Oct 4, 2016

Interviewer: A factor from cord blood shows promise in treating sepsis. Up next on The Scope.

Announcer: Examining the latest research and telling you about the latest breakthroughs, the Science and Research Show is on The Scope.

Interviewer: I'm talking with Dr. Christian Con Yost, assistant professor of pediatrics at the University of Utah. Dr. Yost, you have some study results that are receiving quite a bit of attention. What's this all about?

Dr. Yost: A lot of this really gets to ways to treat overwhelming infection and actually prevent some of the inflammatory tissue damage that can happen in syndromes like sepsis or other inflammatory disorders. I'm a neonatologist and I'm always interested in what can affect babies and cause them severe developmental problems or even death sometimes, but these are actually principles that could be applicable to many other disease states that happen in older children and even in some healthy or older adults.

Interviewer: I've actually seen quite a bit about sepsis lately. What is that exactly?

Dr. Yost: Sepsis is kind of the body's response to an infection that hasn't been completely controlled and actually that body's immune systems can actually be part of the process of damage. The body's response to an infection that isn't well controlled can lead to low blood pressure, can lead to [inaudible 00:01:26], all of the things that you'd associate with an overwhelming infection. If it's left unchecked and untreated, it can end up creating cardiac failure and lung failure that can lead to death.

Interviewer: So you've found a way or a factor that may help control sepsis and we'll get into the specifics of that in a bit, but there's something a little bit unusual about this factor. What is that? Where did it come from?

Dr. Yost: Yeah, that's an excellent question. In 2009, we published a paper that documented a novel immune deficiency in newborn babies. At that time there was a newly described part of the immune system called neutrophil extracellular trap formation. Our publication in 2009 documented for the first time that the neutrophils isolated from cord blood of newborn babies are not able to make these spiderweb-like nets that trap and kill bacteria. That was a novel finding in 2009.

Your question about where these inhibitory peptides come from that we'll be talking about, they really come from that finding and our interest in figuring out, okay, why can't these neutrophils from prematurely born babies or healthy term babies, when we isolate them from the umbilical cord blood, why can't they make nets? We were fortunate enough doing studies in babies here at the University of Utah and at Intermountain Medical Center to isolate a factor that really explains that.

Interviewer: What do these inhibitory peptides do then? They prevent that net formation altogether?

Dr. Yost: Yeah. These net inhibitory peptides circulate in the fetal circulation before birth and they are taken up by the neutrophils, these infection-fighting cells that are circulating both in the fetus and afterbirth and they stop net formation before it begins.

Interviewer: How did you go about showing that these peptides could have an effect on sepsis?

Dr. Yost: We actually developed or modified from the literature three different models of infection using the mouse as the model system. Using these models, we were able to show - and this might sound counterintuitive to many - that by inhibiting this specific part of the immune response, inhibiting net formation, that we actually increased survival in these mice treated with these peptides by about 40-60%. We're really excited about the results because while so much more research needs to be done, and it's very clear, we're very aware that some of the things that work in mice don't work in the actual patients, still these are grounds to really get excited about and our next steps will be testing this, not in humans yet but in more rigorous models.

Interviewer: Yeah. How are you thinking about how inhibiting this one very specific component of the inflammation response can have such a large impact?

Dr.
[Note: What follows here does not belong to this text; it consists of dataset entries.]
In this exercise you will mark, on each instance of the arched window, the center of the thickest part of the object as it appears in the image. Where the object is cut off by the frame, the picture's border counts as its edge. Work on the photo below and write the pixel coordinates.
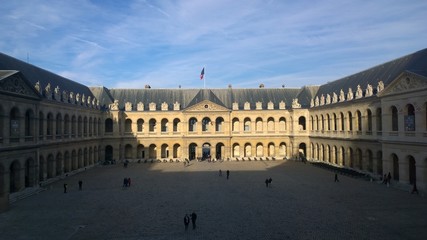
(379, 121)
(140, 125)
(301, 123)
(236, 125)
(359, 120)
(128, 126)
(247, 125)
(192, 124)
(206, 122)
(258, 124)
(394, 119)
(165, 124)
(410, 118)
(176, 125)
(219, 124)
(369, 120)
(14, 125)
(152, 125)
(108, 125)
(350, 121)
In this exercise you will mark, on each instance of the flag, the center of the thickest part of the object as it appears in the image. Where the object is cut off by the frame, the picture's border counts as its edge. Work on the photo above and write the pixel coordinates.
(202, 74)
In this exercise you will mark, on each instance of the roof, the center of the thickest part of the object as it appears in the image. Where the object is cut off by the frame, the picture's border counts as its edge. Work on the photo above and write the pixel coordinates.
(386, 72)
(35, 74)
(190, 97)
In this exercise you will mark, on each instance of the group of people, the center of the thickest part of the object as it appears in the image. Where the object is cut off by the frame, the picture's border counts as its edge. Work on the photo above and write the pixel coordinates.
(268, 182)
(80, 186)
(126, 182)
(228, 173)
(187, 220)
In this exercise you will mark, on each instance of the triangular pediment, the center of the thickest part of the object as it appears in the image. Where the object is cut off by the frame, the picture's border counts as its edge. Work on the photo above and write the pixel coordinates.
(405, 83)
(14, 82)
(206, 106)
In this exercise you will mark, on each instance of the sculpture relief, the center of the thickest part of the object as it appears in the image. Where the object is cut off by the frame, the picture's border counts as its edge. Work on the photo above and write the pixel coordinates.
(140, 106)
(359, 92)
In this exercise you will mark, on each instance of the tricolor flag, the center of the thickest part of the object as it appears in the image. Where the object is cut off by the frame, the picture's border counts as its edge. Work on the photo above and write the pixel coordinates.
(202, 74)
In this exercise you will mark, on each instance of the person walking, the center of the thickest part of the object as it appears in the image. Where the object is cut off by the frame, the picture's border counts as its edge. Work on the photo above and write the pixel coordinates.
(186, 221)
(193, 219)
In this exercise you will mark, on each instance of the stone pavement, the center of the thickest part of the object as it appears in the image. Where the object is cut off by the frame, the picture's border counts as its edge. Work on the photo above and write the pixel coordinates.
(302, 203)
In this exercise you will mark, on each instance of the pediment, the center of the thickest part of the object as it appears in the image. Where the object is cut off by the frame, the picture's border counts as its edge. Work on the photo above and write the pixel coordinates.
(404, 83)
(206, 106)
(14, 82)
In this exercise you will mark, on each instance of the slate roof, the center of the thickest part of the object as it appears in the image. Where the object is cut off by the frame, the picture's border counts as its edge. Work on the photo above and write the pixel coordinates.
(190, 97)
(386, 72)
(34, 74)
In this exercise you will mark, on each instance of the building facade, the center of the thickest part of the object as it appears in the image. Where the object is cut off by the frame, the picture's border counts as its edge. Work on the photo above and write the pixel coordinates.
(374, 121)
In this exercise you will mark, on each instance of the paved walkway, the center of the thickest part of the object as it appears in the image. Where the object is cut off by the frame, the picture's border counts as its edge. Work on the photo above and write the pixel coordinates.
(302, 203)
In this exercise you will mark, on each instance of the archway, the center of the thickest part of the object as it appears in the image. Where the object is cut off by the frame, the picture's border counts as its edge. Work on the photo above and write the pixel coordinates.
(15, 183)
(206, 151)
(192, 151)
(412, 170)
(108, 153)
(219, 151)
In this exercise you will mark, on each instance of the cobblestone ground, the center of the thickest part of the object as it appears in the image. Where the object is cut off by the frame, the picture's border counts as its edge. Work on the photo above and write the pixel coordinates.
(302, 203)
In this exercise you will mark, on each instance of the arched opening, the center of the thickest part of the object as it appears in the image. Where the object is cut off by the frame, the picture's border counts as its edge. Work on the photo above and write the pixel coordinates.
(219, 150)
(380, 163)
(282, 150)
(176, 125)
(248, 150)
(152, 151)
(395, 162)
(128, 126)
(164, 151)
(108, 125)
(412, 170)
(128, 151)
(302, 151)
(176, 151)
(271, 150)
(140, 151)
(282, 124)
(206, 122)
(219, 122)
(206, 151)
(164, 125)
(50, 166)
(29, 172)
(15, 177)
(192, 125)
(152, 125)
(247, 125)
(192, 151)
(140, 125)
(258, 124)
(394, 119)
(14, 125)
(236, 125)
(301, 123)
(259, 150)
(410, 118)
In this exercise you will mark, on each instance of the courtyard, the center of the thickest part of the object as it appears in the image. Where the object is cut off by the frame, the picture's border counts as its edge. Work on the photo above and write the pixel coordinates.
(303, 202)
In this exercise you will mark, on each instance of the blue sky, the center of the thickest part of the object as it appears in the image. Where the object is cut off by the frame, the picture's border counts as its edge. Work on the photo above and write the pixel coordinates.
(166, 43)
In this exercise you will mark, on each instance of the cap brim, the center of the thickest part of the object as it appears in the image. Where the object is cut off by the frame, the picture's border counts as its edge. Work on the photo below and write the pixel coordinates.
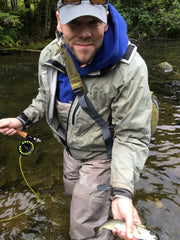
(67, 13)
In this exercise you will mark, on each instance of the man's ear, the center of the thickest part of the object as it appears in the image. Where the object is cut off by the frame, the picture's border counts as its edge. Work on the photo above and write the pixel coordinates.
(58, 22)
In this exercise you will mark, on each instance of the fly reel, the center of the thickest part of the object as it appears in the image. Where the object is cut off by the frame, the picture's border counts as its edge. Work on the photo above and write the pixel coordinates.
(26, 147)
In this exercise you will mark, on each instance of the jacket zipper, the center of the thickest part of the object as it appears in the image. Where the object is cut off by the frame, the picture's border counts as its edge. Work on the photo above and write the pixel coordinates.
(73, 118)
(74, 113)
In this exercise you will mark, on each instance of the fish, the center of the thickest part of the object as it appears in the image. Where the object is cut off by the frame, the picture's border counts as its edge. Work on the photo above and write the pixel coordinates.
(140, 231)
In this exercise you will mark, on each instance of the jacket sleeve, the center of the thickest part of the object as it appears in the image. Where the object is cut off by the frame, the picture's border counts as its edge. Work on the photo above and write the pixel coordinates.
(36, 110)
(131, 116)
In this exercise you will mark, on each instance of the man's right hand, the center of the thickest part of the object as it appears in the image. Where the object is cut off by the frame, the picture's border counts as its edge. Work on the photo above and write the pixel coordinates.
(9, 126)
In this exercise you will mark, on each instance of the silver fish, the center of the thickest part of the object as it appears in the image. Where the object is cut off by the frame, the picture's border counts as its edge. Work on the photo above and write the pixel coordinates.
(140, 231)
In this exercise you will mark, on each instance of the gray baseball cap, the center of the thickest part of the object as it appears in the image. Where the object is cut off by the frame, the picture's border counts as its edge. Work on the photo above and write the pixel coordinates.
(69, 12)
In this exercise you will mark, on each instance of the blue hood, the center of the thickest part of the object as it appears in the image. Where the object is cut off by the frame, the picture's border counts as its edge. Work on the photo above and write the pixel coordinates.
(112, 50)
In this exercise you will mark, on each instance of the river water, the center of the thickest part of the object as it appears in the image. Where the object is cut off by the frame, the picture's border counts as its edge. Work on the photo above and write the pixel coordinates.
(157, 195)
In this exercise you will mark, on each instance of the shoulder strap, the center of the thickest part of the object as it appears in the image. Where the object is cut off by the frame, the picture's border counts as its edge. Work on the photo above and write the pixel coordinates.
(129, 54)
(85, 103)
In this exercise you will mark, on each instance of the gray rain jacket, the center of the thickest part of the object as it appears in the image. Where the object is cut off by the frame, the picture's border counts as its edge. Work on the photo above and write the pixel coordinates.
(123, 91)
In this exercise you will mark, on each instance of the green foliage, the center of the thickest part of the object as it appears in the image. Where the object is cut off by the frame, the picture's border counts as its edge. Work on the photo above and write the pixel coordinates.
(150, 18)
(9, 29)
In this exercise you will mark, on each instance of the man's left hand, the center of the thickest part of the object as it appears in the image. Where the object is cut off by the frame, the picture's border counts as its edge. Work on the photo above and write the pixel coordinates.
(122, 208)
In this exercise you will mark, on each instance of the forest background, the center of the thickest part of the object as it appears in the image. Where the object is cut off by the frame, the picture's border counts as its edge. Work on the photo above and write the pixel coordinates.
(32, 23)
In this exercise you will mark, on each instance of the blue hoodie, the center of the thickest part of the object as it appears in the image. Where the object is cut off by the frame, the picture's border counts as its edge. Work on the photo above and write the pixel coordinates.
(112, 50)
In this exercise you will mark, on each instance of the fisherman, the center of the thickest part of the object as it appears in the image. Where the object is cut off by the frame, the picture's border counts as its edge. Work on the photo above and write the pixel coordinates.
(114, 82)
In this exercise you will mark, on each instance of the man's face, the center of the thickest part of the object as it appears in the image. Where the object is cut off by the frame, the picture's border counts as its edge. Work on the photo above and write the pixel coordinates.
(83, 36)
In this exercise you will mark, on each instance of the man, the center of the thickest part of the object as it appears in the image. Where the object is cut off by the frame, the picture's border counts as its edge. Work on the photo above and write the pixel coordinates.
(95, 37)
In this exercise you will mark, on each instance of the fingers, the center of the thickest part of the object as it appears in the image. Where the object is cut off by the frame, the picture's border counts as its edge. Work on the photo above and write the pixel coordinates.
(122, 208)
(8, 126)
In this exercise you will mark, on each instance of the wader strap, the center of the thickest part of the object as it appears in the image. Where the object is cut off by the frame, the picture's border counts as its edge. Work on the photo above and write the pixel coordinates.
(85, 103)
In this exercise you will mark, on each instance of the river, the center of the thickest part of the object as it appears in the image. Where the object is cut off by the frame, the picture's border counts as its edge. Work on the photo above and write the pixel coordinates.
(157, 195)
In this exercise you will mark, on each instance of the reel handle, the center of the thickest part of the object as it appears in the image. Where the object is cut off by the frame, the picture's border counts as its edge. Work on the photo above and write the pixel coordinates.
(22, 134)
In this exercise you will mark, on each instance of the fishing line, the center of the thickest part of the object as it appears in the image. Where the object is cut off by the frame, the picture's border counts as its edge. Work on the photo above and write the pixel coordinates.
(25, 148)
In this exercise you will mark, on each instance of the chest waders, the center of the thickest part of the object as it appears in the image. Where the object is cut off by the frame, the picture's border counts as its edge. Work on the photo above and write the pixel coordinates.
(85, 103)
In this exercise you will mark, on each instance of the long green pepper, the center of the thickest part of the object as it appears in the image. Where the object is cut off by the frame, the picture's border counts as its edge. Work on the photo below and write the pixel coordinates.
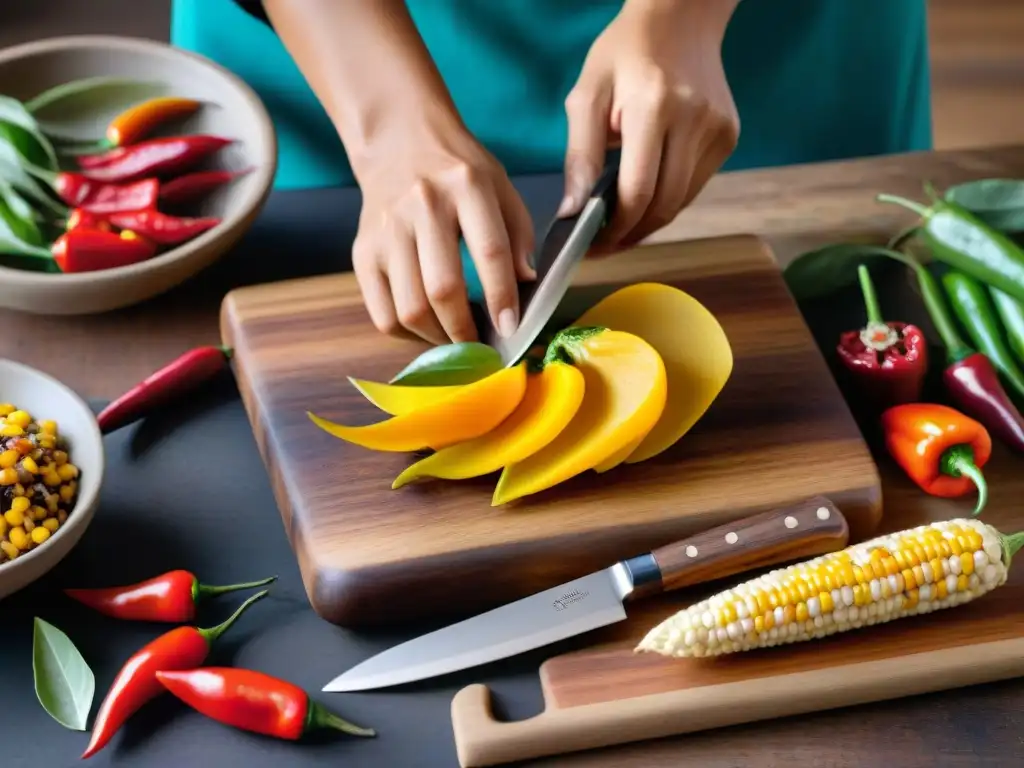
(974, 309)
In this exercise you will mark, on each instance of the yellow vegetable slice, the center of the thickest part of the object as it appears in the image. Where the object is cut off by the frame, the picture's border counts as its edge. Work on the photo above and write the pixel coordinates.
(691, 342)
(474, 410)
(398, 399)
(625, 390)
(552, 398)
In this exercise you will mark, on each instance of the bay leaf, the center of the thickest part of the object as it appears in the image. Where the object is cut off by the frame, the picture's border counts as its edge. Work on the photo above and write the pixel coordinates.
(65, 683)
(461, 363)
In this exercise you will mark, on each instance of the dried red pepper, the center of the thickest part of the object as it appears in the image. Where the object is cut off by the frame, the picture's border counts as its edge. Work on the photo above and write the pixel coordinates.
(79, 192)
(181, 648)
(940, 449)
(254, 701)
(155, 157)
(161, 227)
(195, 185)
(176, 378)
(169, 597)
(91, 250)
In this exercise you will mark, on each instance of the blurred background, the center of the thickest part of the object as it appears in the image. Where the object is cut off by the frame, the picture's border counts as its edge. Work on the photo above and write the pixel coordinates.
(977, 50)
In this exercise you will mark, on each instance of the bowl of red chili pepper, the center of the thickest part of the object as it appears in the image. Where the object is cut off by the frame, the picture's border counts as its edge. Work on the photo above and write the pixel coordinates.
(51, 468)
(127, 166)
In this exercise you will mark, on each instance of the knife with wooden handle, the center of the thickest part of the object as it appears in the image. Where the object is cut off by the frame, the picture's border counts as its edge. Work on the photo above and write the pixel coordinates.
(811, 527)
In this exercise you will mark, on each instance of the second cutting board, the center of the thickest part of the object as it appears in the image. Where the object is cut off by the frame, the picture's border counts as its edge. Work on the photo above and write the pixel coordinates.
(780, 431)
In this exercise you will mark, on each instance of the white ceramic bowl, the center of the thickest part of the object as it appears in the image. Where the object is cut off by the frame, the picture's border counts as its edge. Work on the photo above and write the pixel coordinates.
(45, 397)
(233, 111)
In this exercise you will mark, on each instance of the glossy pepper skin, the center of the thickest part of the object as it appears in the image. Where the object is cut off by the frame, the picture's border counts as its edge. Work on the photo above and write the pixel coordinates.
(940, 449)
(91, 250)
(169, 597)
(888, 360)
(254, 701)
(153, 158)
(181, 648)
(176, 378)
(961, 240)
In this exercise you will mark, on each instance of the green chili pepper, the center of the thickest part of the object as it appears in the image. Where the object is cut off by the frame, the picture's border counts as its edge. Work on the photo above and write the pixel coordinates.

Yost: As I kind of think about it in terms of overwhelming sepsis, it's not actually the bacteria that are creating so many problems for the patient. It's actually the body's response to that infection and the lengths that the body will go to try and attack it, it comes with collateral damage and sometimes that damage is very severe and can affect the vital organs - heart, lung, brain. When that happens, when you have this sepsis-like picture going on, if you can cool off a part of the inflammatory response net formation that is resulting in that inflammatory tissue damage, maybe at the expense of not killing as many bacteria, then the patient has more time for their body to recover, clear the infection, and for the physicians to manage the ventilator, manage the medications that support heart and lung function and allow that patient to, with the use of antibiotics to get better.

We would kind of look at these net inhibitory peptides, if I had to peek into that crystal ball and say how do I think these might be used in the future, we might look at these net inhibitory peptides as an adjuvant treatment when you make the diagnosis of severe sepsis and you start the appropriate antibiotics to cover what you think the bacteria or fungus or virus is. At the same time, you might be adding a net inhibitory peptide to cool off that part of the inflammatory cascade that researchers, us included, are showing can create a lot of inflammatory tissue damage and actually create the problems of sepsis that we're trying to treat.

I would not hesitate to suggest we might look at other autoimmune diseases such as lupus, such as rheumatoid arthritis. If net formation is part of the pathogenesis and the list of diseases that have disregulated net formation as part of that, I think our net inhibitory peptides could be looked at in that setting.

Announcer: Interesting, informative, and all in the name of better health. This is The Scope Health Sciences Radio.